In another case, Dalip Jindal v. Directorate of Enforcement[xi], the DHC rejected a regular bail application filed under s. 45 of the PMLA by an accused charged with defrauding a bank, a scheduled offence under the PMLA. The DHC concluded that the bail application did not satisfy the twin conditions of s. 45 of the PMLA. The DHC observed prima facie evidence that the accused, through his companies, conducted false transactions involving acquisition, possession, and concealment of proceeds of crime punishable under s. 3 of the PMLA.

Comparing the Burdens: ED versus Accused

The standards of proof in criminal law range from reasonable suspicion and probable cause to beyond reasonable doubt. In satisfying the various ingredients for bail, the accused must meet different standards of proof. For example, an accused charged under s. 146 of the Indian Penal Code, 1860 (‘IPC’) for rioting must prove to the Court that they will not tamper with evidence or influence witnesses, only to the extent of probable cause. An accused under s. 420 of the IPC must prove to the Court beyond a reasonable doubt that they will not flee the country but only provide probable cause that they will not influence any witness. However, an accused under the PMLA must meet the CrPC conditions on a standard ranging from beyond reasonable doubt to probable cause but must convince the Court regarding the twin conditions beyond reasonable doubt.

The theoretical analysis of the burden on the ED and the accused reveals distinct responsibilities for each party. The ED’s burden primarily involves establishing a prima facie case and adhering to procedural protocols. While significant, this is essentially a one-time requirement with an average standard of proof to justify the arrest. In contrast, the accused faces a continuous and multilayered burden. They must not only counter the presumption of guilt but also meet multiple stringent conditions to secure bail. This includes proving their innocence at a preliminary stage, a substantial burden even before the trial begins.

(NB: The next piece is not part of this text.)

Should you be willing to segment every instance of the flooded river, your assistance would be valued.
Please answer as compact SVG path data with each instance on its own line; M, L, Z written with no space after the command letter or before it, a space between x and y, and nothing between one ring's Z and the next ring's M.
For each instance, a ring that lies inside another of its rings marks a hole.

The burden on the ED and the accused under the PMLA’s ss. 19 and 45 of the PMLA create a complex legal landscape where the presumption of guilt and stringent bail conditions place a significant onus on the accused. While the ED must establish a reasonable belief based on evidence for the arrest, the accused must overcome multiple hurdles to secure bail, including rebutting the statutory presumption and satisfying several stringent conditions. This continuous and layered burden, which unfolds even before the trial gains momentum, tips the scales of justice unfavourably against the accused.

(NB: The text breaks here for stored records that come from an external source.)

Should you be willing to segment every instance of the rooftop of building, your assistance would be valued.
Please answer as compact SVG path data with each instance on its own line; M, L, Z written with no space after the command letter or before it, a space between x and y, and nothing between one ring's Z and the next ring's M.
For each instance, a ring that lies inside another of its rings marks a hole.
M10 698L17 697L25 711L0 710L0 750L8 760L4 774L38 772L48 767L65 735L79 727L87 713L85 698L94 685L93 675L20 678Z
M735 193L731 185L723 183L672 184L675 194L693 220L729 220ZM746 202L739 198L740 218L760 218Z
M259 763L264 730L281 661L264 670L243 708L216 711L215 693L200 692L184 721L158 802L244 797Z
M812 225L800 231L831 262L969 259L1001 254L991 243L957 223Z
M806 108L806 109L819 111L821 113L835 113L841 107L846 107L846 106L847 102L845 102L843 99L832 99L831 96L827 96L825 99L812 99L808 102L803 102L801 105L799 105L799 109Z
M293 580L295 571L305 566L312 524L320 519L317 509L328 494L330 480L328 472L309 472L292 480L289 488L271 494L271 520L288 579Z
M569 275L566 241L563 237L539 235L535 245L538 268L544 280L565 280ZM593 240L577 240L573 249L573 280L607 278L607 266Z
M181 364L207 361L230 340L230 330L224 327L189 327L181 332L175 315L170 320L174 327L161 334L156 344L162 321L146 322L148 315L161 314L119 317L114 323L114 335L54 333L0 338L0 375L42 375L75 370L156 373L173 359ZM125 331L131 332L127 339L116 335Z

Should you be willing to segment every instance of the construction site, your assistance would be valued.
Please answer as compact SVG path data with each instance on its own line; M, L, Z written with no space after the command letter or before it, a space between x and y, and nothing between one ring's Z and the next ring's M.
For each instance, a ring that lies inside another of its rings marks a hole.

Judicial precedents in PMLA bail jurisprudence highlight the heavy onus on the accused. Courts’ stringent application of the twin condition under s. 45 of the PMLA often results in bail denial, underlining the severity of the burden on the accused. This judicial approach reflects the gravity of economic offences and attempts to balance fairness in the pre-trial stage.

This theoretical dissection of the PMLA’s provisions reveals a precarious situation: although the ED’s burden is non-trivial, it pales compared to the ongoing and multifaceted burden shouldered by the accused. The presumption against the accused and demanding bail conditions compel them to prove their innocence to an unusually onerous level even before the trial begins. This situation calls for a critical reassessment of how justice is administered in the preliminary stages of PMLA cases, ensuring that the scales of justice do not disproportionately burden the accused.

End Notes

[i] 2023 SCC Online SC 1244

[ii] A non-obstante clause means a statutory provision that intends to give an overriding effect over the other provision or code. A non-obstante clause is inserted at the beginning of the provision with the objective of providing the overriding effect of the other provision or code.

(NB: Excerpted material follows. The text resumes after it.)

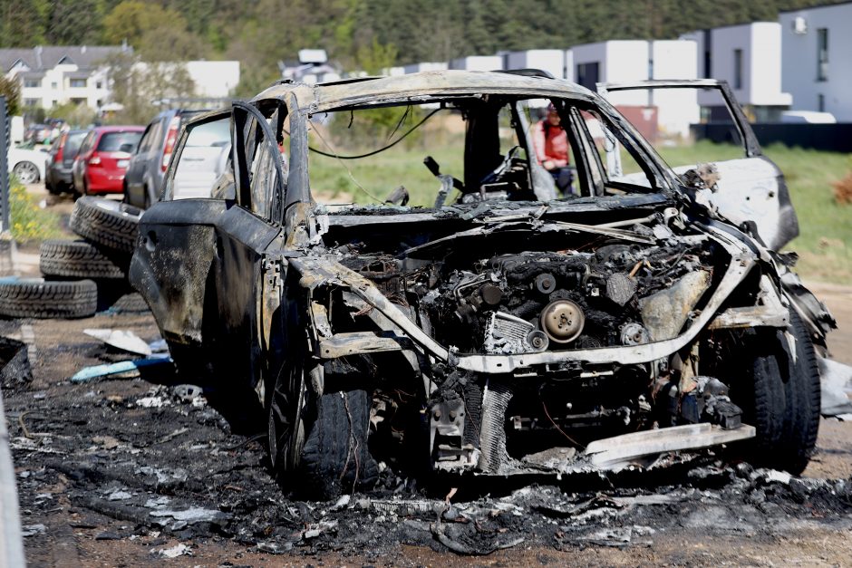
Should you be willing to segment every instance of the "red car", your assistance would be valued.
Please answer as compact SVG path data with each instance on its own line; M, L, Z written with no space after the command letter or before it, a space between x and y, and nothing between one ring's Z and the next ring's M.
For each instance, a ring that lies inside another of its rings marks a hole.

[iii] Bibhu Prasad Acharya v. ED, (2019) 1 ALT (Crl) 194 (AP)

[iv] Y.S Jagan Mohan Reddy v. CBI, (2013) 7 SCC 439

[v] Upendra Rai v. ED, (2019) 262 DLT 382

[vi] (2018) 11 SCC 1

[vii] (2022) SCC Online SC 929

[viii] (2023) SCC OnLine SC 1393

[ix] 2024 SCC Online SC 848

[x](2011) 10 SCC 235

[xi]2024 SCC OnLine Del 772

Authored by Siddharth Jha, Advocate at Metalegal Advocates. The views expressed are personal and do not constitute legal opinion.